Other exceptions that can extend your debt past 10 years include if you file for bankruptcy protection or a Collection Due Process Hearing Request.
I owe the IRS but can’t pay
If you fall into this category, there are two other things you should keep in mind:
Low Realistic Collection Potential
The first is that the IRS will not attempt to collect on a debt from a person whom they determine presents a low Realistic Collection Potential (RCP). The characteristics of a low RCP are when a debtor has low-income, no bank account, no assets, and no way to pay the amount.

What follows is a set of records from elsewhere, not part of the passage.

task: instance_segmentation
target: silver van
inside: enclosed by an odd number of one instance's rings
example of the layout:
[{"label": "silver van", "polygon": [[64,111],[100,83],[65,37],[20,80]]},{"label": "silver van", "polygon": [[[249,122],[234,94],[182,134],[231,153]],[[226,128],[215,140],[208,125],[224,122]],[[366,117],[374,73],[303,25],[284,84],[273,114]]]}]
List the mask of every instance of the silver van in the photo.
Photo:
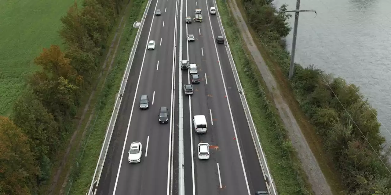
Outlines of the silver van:
[{"label": "silver van", "polygon": [[190,67],[189,68],[189,73],[190,74],[197,74],[198,73],[198,69],[197,67],[197,64],[190,64]]}]

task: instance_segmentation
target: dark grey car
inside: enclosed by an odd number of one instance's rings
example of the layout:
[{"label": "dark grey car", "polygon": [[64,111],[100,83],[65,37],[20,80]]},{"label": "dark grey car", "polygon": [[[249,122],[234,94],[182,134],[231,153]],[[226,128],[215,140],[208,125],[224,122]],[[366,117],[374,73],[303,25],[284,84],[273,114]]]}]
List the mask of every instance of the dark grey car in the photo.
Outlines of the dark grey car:
[{"label": "dark grey car", "polygon": [[161,11],[160,11],[160,9],[156,10],[156,12],[155,12],[155,15],[156,16],[160,16],[161,15]]},{"label": "dark grey car", "polygon": [[255,192],[255,195],[269,195],[269,193],[266,191],[257,191]]},{"label": "dark grey car", "polygon": [[142,110],[147,109],[149,108],[149,99],[147,95],[142,95],[140,98],[140,109]]},{"label": "dark grey car", "polygon": [[166,106],[161,106],[159,110],[159,123],[167,124],[169,123],[169,109]]},{"label": "dark grey car", "polygon": [[198,74],[191,74],[192,83],[193,84],[199,83],[199,76]]},{"label": "dark grey car", "polygon": [[224,43],[224,37],[221,35],[217,36],[217,37],[216,38],[216,41],[217,43]]}]

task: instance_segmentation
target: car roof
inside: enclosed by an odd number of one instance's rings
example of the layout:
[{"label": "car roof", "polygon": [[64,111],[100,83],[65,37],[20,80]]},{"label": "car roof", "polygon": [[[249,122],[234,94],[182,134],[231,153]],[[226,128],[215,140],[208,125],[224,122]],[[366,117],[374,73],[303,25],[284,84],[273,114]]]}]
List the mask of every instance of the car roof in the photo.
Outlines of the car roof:
[{"label": "car roof", "polygon": [[141,144],[141,143],[140,142],[135,142],[130,144],[130,147],[132,148],[135,147],[138,147]]}]

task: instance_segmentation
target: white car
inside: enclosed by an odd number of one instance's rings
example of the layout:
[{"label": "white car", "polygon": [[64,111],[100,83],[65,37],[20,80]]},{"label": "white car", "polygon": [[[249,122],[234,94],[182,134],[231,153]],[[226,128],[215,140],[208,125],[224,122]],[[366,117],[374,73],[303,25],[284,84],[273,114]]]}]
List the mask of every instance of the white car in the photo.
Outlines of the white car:
[{"label": "white car", "polygon": [[194,41],[196,39],[194,38],[194,35],[187,35],[188,41]]},{"label": "white car", "polygon": [[200,143],[198,144],[198,159],[207,160],[209,159],[209,144]]},{"label": "white car", "polygon": [[129,163],[138,163],[141,161],[142,155],[142,145],[139,142],[135,142],[130,144],[129,156],[127,160]]},{"label": "white car", "polygon": [[153,40],[151,40],[148,43],[148,50],[154,50],[155,49],[155,41]]}]

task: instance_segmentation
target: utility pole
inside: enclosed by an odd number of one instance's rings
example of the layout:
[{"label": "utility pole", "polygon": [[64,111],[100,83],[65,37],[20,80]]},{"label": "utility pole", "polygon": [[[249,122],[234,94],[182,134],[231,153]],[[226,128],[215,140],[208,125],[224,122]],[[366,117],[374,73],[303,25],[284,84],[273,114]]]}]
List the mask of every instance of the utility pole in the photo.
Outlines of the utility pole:
[{"label": "utility pole", "polygon": [[[296,1],[296,9],[295,10],[289,10],[283,11],[282,12],[294,12],[294,24],[293,25],[293,40],[292,41],[292,50],[291,52],[291,66],[289,67],[289,80],[292,79],[293,76],[293,70],[294,68],[294,54],[296,49],[296,37],[297,35],[297,26],[299,23],[299,13],[300,12],[313,12],[317,14],[316,11],[313,9],[310,10],[300,10],[300,0]],[[316,16],[315,17],[316,17]]]}]

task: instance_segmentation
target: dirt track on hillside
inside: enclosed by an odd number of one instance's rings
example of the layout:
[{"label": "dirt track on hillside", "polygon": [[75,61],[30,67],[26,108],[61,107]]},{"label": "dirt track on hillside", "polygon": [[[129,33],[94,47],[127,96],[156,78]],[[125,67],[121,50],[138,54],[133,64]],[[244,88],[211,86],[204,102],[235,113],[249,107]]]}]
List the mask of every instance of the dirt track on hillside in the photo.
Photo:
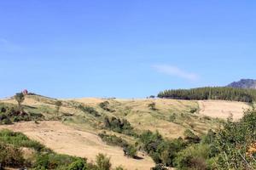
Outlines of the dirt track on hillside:
[{"label": "dirt track on hillside", "polygon": [[200,114],[218,118],[228,118],[230,115],[234,120],[239,120],[243,116],[244,110],[249,109],[249,105],[242,102],[202,100],[198,101]]},{"label": "dirt track on hillside", "polygon": [[94,161],[98,153],[107,154],[111,157],[113,167],[123,165],[129,170],[148,170],[154,166],[148,156],[139,153],[138,156],[143,159],[127,158],[124,156],[121,148],[107,145],[97,135],[73,128],[60,122],[42,122],[39,124],[20,122],[0,126],[1,128],[22,132],[58,153],[86,157],[89,162]]}]

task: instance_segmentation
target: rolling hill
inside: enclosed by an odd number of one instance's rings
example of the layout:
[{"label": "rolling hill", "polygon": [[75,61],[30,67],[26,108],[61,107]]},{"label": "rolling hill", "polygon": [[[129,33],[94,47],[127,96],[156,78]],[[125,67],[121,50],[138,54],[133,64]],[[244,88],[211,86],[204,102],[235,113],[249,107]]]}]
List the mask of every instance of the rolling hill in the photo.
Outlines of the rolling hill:
[{"label": "rolling hill", "polygon": [[[125,119],[136,133],[144,130],[158,131],[164,138],[183,137],[186,129],[197,135],[216,129],[231,114],[235,120],[243,116],[247,103],[221,100],[177,100],[166,99],[59,99],[62,105],[57,113],[57,99],[39,95],[26,95],[24,110],[30,115],[42,114],[38,121],[0,125],[22,132],[58,153],[87,157],[93,162],[98,153],[111,156],[114,167],[123,165],[127,169],[149,169],[154,163],[145,152],[139,151],[140,159],[124,156],[123,149],[107,144],[98,133],[116,135],[135,144],[132,135],[104,128],[104,117]],[[104,105],[103,105],[104,104]],[[16,107],[15,100],[0,100],[0,106]]]}]

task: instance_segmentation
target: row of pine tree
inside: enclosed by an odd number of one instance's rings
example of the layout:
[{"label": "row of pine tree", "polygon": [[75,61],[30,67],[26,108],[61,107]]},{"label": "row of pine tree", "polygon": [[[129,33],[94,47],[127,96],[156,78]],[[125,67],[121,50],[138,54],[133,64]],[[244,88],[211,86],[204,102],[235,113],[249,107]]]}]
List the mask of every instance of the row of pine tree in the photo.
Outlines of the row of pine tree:
[{"label": "row of pine tree", "polygon": [[165,90],[159,93],[158,97],[195,100],[222,99],[251,103],[256,100],[256,90],[228,87],[207,87],[191,89]]}]

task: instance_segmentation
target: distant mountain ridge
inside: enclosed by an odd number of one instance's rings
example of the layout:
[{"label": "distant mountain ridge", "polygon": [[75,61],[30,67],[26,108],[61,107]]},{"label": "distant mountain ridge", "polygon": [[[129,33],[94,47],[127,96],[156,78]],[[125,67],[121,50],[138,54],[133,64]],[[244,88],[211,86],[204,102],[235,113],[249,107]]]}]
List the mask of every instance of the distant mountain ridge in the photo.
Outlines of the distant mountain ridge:
[{"label": "distant mountain ridge", "polygon": [[238,82],[234,82],[229,84],[227,87],[236,88],[256,89],[256,80],[241,79]]}]

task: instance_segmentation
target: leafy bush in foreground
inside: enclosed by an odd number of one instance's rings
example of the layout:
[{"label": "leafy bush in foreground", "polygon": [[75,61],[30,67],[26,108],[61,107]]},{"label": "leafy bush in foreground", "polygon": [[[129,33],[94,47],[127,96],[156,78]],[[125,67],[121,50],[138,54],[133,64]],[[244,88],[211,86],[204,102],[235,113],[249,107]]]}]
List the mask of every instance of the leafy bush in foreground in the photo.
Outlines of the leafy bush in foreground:
[{"label": "leafy bush in foreground", "polygon": [[0,169],[3,167],[23,166],[25,160],[21,150],[13,145],[0,143]]}]

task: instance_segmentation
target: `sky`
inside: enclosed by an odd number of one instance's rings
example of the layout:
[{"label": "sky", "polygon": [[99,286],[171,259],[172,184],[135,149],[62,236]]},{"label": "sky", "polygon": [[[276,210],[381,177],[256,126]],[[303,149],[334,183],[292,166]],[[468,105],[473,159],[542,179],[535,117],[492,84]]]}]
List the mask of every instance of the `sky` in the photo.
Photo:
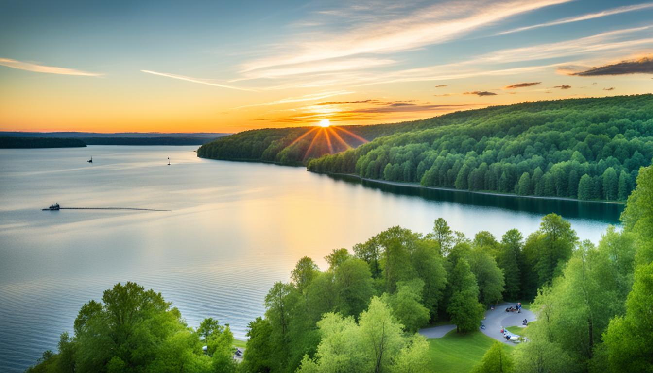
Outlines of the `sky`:
[{"label": "sky", "polygon": [[653,91],[650,1],[2,5],[2,131],[234,133]]}]

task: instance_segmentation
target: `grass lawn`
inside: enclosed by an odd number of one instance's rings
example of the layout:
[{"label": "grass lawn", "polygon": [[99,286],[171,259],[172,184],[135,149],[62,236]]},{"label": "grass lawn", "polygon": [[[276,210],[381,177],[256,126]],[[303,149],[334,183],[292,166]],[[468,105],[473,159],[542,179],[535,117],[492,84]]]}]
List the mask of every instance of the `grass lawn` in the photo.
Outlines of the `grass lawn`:
[{"label": "grass lawn", "polygon": [[237,347],[238,348],[245,348],[247,345],[247,342],[244,340],[239,340],[237,339],[234,340],[233,346]]},{"label": "grass lawn", "polygon": [[475,331],[459,334],[453,330],[440,338],[428,340],[433,372],[470,372],[483,359],[494,340]]}]

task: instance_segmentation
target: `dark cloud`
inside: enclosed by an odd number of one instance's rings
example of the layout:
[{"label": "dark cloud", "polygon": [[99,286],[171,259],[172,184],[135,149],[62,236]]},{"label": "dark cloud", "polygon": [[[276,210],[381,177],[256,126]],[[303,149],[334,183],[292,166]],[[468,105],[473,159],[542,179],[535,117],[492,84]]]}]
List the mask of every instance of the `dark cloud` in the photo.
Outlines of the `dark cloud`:
[{"label": "dark cloud", "polygon": [[618,63],[592,67],[589,70],[571,74],[579,76],[594,76],[624,74],[653,74],[653,56],[643,57],[635,61],[622,61]]},{"label": "dark cloud", "polygon": [[376,100],[373,100],[372,99],[368,99],[366,100],[361,100],[358,101],[330,101],[328,103],[318,103],[315,104],[316,105],[342,105],[345,104],[365,104],[367,103],[371,103],[372,101],[375,101]]},{"label": "dark cloud", "polygon": [[409,104],[408,103],[395,103],[394,104],[390,104],[388,106],[390,107],[399,107],[399,106],[414,106],[416,105],[415,104]]},{"label": "dark cloud", "polygon": [[477,96],[494,96],[496,93],[494,92],[488,92],[488,91],[474,91],[473,92],[465,92],[463,93],[464,95],[476,95]]},{"label": "dark cloud", "polygon": [[533,82],[532,83],[517,83],[517,84],[513,84],[512,86],[506,86],[506,88],[509,89],[512,89],[513,88],[523,88],[524,87],[530,87],[531,86],[537,86],[537,84],[541,84],[541,82]]}]

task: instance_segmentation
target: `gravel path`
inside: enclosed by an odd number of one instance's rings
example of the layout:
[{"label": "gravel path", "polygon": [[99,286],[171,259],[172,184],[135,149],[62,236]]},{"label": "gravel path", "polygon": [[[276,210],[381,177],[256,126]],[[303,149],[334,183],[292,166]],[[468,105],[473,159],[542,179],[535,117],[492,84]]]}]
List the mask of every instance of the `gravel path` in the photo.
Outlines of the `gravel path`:
[{"label": "gravel path", "polygon": [[[494,310],[488,310],[485,312],[485,318],[483,319],[483,324],[485,325],[485,329],[479,329],[481,332],[488,337],[501,341],[503,343],[509,342],[503,338],[503,333],[501,332],[501,327],[514,327],[520,326],[524,319],[528,320],[528,322],[535,319],[535,315],[528,310],[522,309],[522,312],[506,312],[505,308],[512,303],[503,303],[498,304]],[[419,334],[428,338],[442,338],[450,331],[454,330],[456,325],[440,325],[432,328],[425,328],[419,330]]]}]

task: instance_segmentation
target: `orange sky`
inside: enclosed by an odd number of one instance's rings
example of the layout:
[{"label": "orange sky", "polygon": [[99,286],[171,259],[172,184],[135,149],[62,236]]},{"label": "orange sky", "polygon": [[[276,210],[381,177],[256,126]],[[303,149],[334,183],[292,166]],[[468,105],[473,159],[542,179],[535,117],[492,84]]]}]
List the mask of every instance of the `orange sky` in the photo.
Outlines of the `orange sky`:
[{"label": "orange sky", "polygon": [[128,4],[0,16],[0,129],[372,124],[653,88],[653,3]]}]

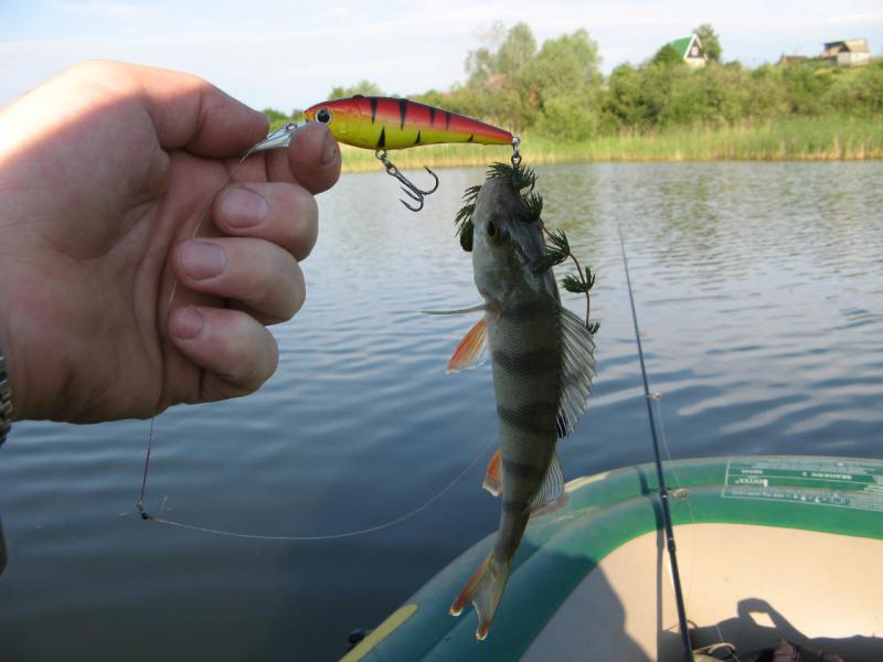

Eisenkraft explains, “Some of the situations that would put someone in an RCP category would be illness, age, the future earnings potential, etc. The IRS will check to see if there is a realistic possibility to get the funds in the future. Let’s say someone 63 years old loses their job. They may have Social Security, a large pension, many investments, etc. On the other hand, they may just have enough social security to survive on — barely, high medical bills, etc. Each case stands on its own.” While the IRS does not forgive your taxes if they consider you low RCP, they won’t try to collect them.
Currently Not Collectible (CNC) Status
The second is Currently Not Collectible Status. “If you are suffering hardship, you may be able to request CNC status from the IRS. This is a status where the IRS will not try to collect the money due, and usually leave you alone for two years, when they will revisit your financial situation.”
She adds, “So if you have a debt, and otherwise can just about make ends meet, or there is illness or other reasonable cause such as job loss, etc., you have time to get things back in order. Interest and penalties will continue to accrue, but you can breathe knowing that you can go to the ATM and not have your assets frozen.”
If you think you may present low RCP or qualify for CNC status, you can contact the IRS or consult a professional.
Call in a tax resolution expert
Falling behind on your tax debt can be very stressful and expensive. But it is not something you want to ignore. As Eisenkraft says, “If you are struggling with tax debt, you need to address it. Ignoring it doesn’t make it any better, and the consequences can be disastrous. If you do nothing, the IRS and/or State can empty your bank account, garnish your wages, etc. It’s always better to do this on your terms instead of theirs.”